SQL Indexes 101
If you've ever written an app or a website that's not static, chances are you've already worked with SQL either by directly writing SQL or through an ORM. Databases play a huge role in most apps and they can easily be the bottleneck of your app if you're not careful. That's why optimizing database performance is essential. One way of optimizing SQL database is by creating indexes. But first, let me briefly explain how SQL works.
How SQL works:
SQL stores data on disk by dividing disk space into 8KB logical pages (logical means that the space is not physically divided). when inserting data, SQL adds table rows to the logical pages.

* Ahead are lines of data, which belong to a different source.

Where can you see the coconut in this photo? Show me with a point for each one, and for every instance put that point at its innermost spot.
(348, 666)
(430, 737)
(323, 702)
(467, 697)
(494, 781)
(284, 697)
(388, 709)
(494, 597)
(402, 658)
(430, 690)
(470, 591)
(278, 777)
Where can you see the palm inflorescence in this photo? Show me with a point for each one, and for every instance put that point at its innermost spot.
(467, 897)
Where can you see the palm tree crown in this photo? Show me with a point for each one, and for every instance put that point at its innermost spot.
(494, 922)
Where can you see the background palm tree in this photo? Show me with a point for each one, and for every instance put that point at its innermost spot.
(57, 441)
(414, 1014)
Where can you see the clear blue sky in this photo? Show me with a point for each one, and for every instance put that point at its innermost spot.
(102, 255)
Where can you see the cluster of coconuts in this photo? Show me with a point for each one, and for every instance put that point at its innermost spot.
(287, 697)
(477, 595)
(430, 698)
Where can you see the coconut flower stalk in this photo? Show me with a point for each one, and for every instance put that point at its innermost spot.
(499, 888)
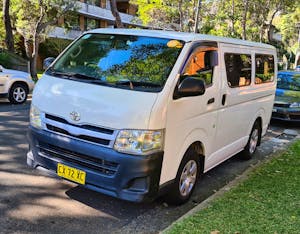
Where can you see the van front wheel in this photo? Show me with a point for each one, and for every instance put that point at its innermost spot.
(186, 179)
(253, 142)
(18, 94)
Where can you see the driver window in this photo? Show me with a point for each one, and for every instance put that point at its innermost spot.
(200, 64)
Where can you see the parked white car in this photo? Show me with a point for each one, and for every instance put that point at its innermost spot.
(15, 85)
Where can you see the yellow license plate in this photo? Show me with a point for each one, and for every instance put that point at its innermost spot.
(71, 173)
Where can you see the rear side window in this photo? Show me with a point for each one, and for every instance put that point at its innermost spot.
(201, 63)
(264, 68)
(238, 69)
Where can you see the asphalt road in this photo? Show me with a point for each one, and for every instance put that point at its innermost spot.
(31, 202)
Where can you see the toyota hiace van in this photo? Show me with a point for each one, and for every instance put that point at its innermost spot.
(138, 113)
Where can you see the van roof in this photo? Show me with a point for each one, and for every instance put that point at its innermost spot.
(187, 37)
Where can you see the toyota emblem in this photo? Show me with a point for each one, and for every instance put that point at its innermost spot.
(75, 116)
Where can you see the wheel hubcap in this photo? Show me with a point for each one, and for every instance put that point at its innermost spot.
(19, 94)
(253, 141)
(188, 178)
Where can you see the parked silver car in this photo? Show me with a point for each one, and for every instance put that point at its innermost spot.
(15, 85)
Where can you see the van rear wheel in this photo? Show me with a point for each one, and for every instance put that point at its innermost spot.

Then, to query the database, SQL uses a cost-based query optimizer to calculate all the possible methods of getting the required data (without executing them) and then executes the method with the least cost. These methods can be either By scanning all rows of the table or by using an index. Which brings us to our topic.
An index in SQL is
a structure that uses one or more columns of a table or a view to create new keys that order or group the data rows according to the columns used.
Indexes have 2 types, Clustered and Non-clustered:
A clustered index determines the order of the rows on disk, hence, there can only be one clustered index for a table. If a table has no clustered index, the rows are structured as a heap. By default, a Primary key constraint creates a clustered index.
Unlike clustered indexes, A non-clustered index uses disk space because it is stored separated from the table itself. It's a structure that contains the index key values where each key has an entry (row locator) which is a pointer to the data rows. A row locator can be either:
a. Pointer to the row itself. b. The clustered key index of the row if the table has a clustered index.
By default, a Unique constraint creates a non-clustered index. And since a non-clustered index does not affect the order of the rows on disk, we can create more than one.
Here are some key differences between clustered and non-clustered indexes:
|1. physically order and sort rows in memory||1. logically order rows and use row locators to access actual rows.|
|2. Generally faster access to data.||2. Slow access to data compared to clustered index.|
|3. requires no extra space.||3. requires extra space since it is stored separately. However, non-clustered indexes are much smaller since they don't store the pages themselves.|
|4. By default, it is the primary key of the table.||4. By default, it is created with UNIQUE constraint.|
Choosing When to Use Indexing:
Whether you choose clustered or non-clustered indexes depends on what you need and the nature of your project. Actually, choosing to use indexes at all should never be your default. For example, you don't want to put an index on a field that is rarely used or used in small amount of data. You also don't want to use too many indexes or else inserting in the database would take too long since indexes need to be modified every time you INSERT, DELETE or UPDATE a row in the database.
SQL indexes are a very powerful tool to reduce querying time, however, if not used carefully, they can cause write operations to take more resources. At the end of the day, it's a trade-off that you must be careful before choosing to take.